Als unvorteilhaft erweist sich außerdem, dass der neutrale Erzähler, der einen zu Beginn noch so erkenntnisreich in die vorhandenen Verhältnisse einweihte, im weiteren Verlauf nie so wirklich Ruhe gibt und zwischendurch immer mal wieder laufende Sequenzen kommentiert. Sätze wie „Das azurblaue Meer und der unendlich sorglose Hanbei berührten Kamuis Herz tief“, wirken reichlich sinnlos und verführen in erster Linie zum genervten Augenrollen. Vollends überzeugen kann hingegen Hauptdarsteller Ken'ichi Matsuyama [→ DEATH NOTE] als Kamui.
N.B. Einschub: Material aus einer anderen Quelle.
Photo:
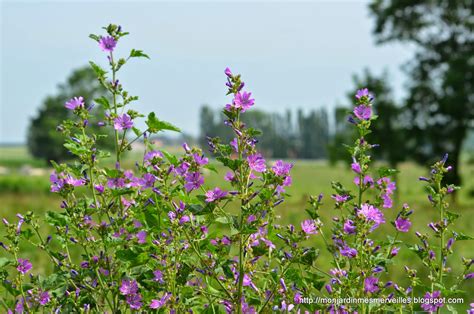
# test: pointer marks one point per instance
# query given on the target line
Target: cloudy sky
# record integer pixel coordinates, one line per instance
(290, 54)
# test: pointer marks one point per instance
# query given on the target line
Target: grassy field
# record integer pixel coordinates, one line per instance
(20, 193)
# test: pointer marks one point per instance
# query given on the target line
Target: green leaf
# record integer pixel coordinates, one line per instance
(155, 125)
(138, 54)
(461, 236)
(4, 262)
(97, 69)
(56, 219)
(104, 102)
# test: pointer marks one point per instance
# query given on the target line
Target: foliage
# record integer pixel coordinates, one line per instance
(44, 139)
(153, 238)
(304, 136)
(440, 92)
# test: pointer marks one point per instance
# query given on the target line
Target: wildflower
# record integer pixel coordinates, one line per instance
(156, 304)
(107, 43)
(364, 92)
(44, 298)
(340, 198)
(309, 227)
(281, 168)
(134, 300)
(141, 237)
(123, 122)
(348, 251)
(355, 166)
(256, 162)
(74, 103)
(349, 227)
(24, 266)
(194, 181)
(243, 101)
(363, 112)
(432, 301)
(371, 213)
(158, 276)
(184, 220)
(213, 195)
(128, 287)
(402, 225)
(370, 284)
(200, 159)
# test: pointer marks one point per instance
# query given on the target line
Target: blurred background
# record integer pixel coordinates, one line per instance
(302, 62)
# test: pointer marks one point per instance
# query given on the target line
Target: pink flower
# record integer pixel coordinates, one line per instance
(309, 227)
(372, 214)
(74, 103)
(107, 43)
(213, 195)
(363, 112)
(24, 266)
(123, 122)
(256, 162)
(402, 225)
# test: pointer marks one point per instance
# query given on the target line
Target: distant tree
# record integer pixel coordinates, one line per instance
(389, 129)
(440, 98)
(313, 134)
(46, 143)
(343, 134)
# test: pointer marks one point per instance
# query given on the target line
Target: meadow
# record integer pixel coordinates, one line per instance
(20, 192)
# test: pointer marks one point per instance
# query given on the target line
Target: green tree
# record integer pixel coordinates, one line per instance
(44, 141)
(440, 98)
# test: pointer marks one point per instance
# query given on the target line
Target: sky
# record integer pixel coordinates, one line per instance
(290, 54)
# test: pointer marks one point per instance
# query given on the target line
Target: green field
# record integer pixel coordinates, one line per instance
(20, 193)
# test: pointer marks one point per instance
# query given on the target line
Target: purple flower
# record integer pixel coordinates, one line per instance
(348, 251)
(340, 198)
(135, 301)
(256, 162)
(141, 237)
(243, 101)
(309, 227)
(107, 43)
(158, 276)
(349, 227)
(432, 301)
(123, 122)
(200, 159)
(355, 166)
(371, 213)
(215, 194)
(74, 103)
(469, 276)
(281, 168)
(184, 220)
(156, 304)
(402, 225)
(128, 287)
(370, 284)
(194, 180)
(44, 298)
(364, 92)
(363, 112)
(24, 266)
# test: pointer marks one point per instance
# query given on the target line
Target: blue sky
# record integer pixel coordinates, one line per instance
(289, 54)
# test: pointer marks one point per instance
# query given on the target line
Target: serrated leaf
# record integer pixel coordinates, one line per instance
(155, 125)
(97, 69)
(138, 54)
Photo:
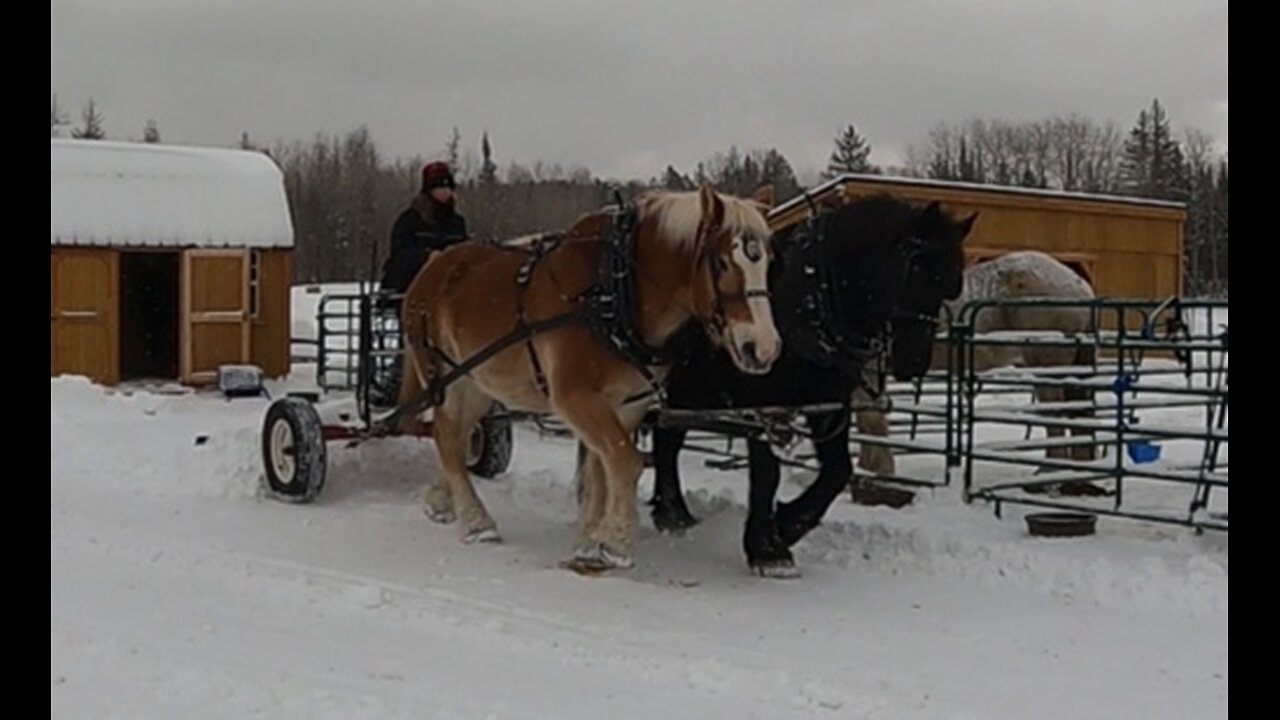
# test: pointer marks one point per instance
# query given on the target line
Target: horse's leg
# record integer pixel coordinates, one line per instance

Dem damals 24-Jährigen nimmt man die Gratwanderung zwischen sensibler Seele und potentieller Killermaschine mühelos ab. Mag KAMUI innerhalb seiner Schauspiel-Vita eher unbedeutend sein, privat lohnte sich sein Auftritt auf jeden Fall: 2 Jahre später gaben er und seine Leinwand-Partnerin Koyugi [→ LAST SAMURAI] sich das Ja-Wort. Fans des Hongkong-Kinos erspähen in einer Nebenrolle außerdem den chinesischen Star Ekin Cheng [→ DIE SÖHNE DES GENERALS YANG]. Wie der sich in eine japanische Manga-Verfilmung verirrt hat, obwohl seine Rolle ebenfalls japanisch ist, ist eine gute Frage, aber der charismatische Mime ist immer gern gesehen.

Für Regisseur Yôichi Sai [→ ART OF REVENGE] blieb dies das letzte Werk, bevor er im November 2022 verstarb. Begeisterungsstürme löst die eher gemächlich erzählte Selbstfindungsgeschichte zwar nicht aus, aber die überwiegend verhaltenen bis sogar negativen Rezensionen verwundern dann doch. KAMUI besticht durch seine sorgfältige Inszenierung und den Aufwand in Sachen Kostüm und Kulisse, durch den eine glaubwürdige, greifbare Welt entsteht. Das betrifft vor allem die Szenen im Dorf, denen viel Zeit gewidmet wird und die eine gehörige Portion zwischenmenschliche Spannung entstehen lassen. Die Bilder atmen stets großes Kino, sei es staubig-erdig an Land oder knallig-blau auf hoher See. Dramaturgische Schwächen sind vorhanden und gelegentliche Stil- und Richtungswechsel irritieren, aber unterm Strich wurde hier deutlich mehr richtig als falsch gemacht. Die neutrale Erzählerstimme würde sich jetzt vermutlich zu Wort melden und so etwas sagen wie: „Die prachtvollen Tableaus und die spürbare Energie aller Beteiligten berührten den Rezensenten tief.“ Und damit hätte sie recht.